In 1988, Massachusetts Governor Michael Dukakis ran for President against Republican nominee George H. W. Bush. On October 13, 1988, the two faced off in a televised event. Dukakis’s answer, to the first question asked, ranked fourth on Time Magazine’s Top Ten Memorable Debate Moments. Moderator Bernard Shaw asked the Governor, “if Kitty Dukakis were raped and murdered, would you favor an irrevocable death penalty for the killer?” Dukakis answered that he would oppose the death penalty, because he does not believe in it.[1] Overnight his polling numbers dropped from 49% to 42%. Dukakis believes this answer cost him the election.[2]

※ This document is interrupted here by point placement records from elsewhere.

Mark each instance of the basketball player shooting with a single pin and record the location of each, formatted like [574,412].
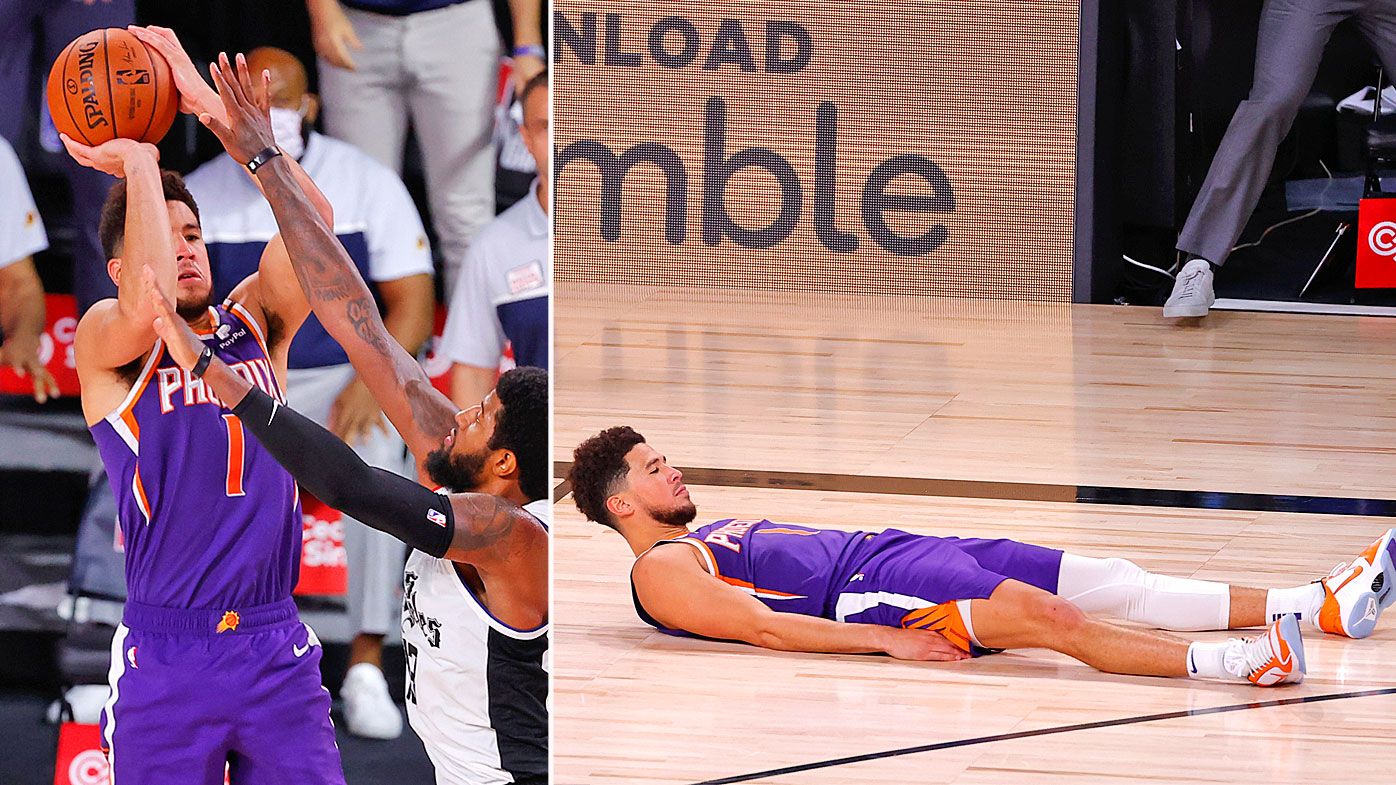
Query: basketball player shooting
[800,588]
[211,665]
[475,618]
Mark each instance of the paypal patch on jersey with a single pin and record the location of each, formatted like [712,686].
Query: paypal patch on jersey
[374,219]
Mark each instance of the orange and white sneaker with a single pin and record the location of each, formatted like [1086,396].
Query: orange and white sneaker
[1357,591]
[1275,657]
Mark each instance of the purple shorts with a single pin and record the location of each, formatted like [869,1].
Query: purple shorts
[186,699]
[906,571]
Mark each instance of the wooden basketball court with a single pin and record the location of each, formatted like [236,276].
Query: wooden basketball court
[1254,449]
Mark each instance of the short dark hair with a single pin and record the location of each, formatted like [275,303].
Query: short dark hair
[522,426]
[536,81]
[598,465]
[112,225]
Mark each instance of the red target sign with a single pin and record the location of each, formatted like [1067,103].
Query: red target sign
[1377,243]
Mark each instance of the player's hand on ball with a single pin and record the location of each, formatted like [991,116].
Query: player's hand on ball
[923,646]
[109,157]
[247,104]
[194,94]
[179,337]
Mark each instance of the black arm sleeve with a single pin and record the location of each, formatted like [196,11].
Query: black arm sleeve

The problem with Dukakis’s answer isn’t that Americans love the death penalty.[3] The problem is that his answer is disingenuous. When you watch the debate, or you read what he said—you don’t believe it. Because as long as you’re a human being with at least a single person in this world that you care for, then you understand that what he’s saying is a lie. It is not my contention that if Kitty Dukakis were raped and murdered that Michael Dukakis would suddenly change his politics, or his deeply held beliefs. On some level, he would want justice. And whether justice is best served by harsh prison sentences, the death penalty, or programs favoring reformation and education is not the focus of this piece. My argument is that on some deeper level Michael Dukakis would want revenge. He would want to hurt the person who hurt someone he loved. Because he’s only human. And while we may be able to suppress our ignoble instincts, to deny them is to make liars of us all. What Dukakis should have said is this, “Of course, I would want the man who hurt my wife to die. I would want him to hurt because I would be hurting. But this is why we don’t make up our minds about who we are in our weakest moments. I decided a long time ago that the death penalty is wrong. And so I would hope to have the courage of my convictions if I had to face such a horror in my life. But, if I did, I would take comfort in the fact that our system of justice does not force the victim’s families to serve in the jury box.”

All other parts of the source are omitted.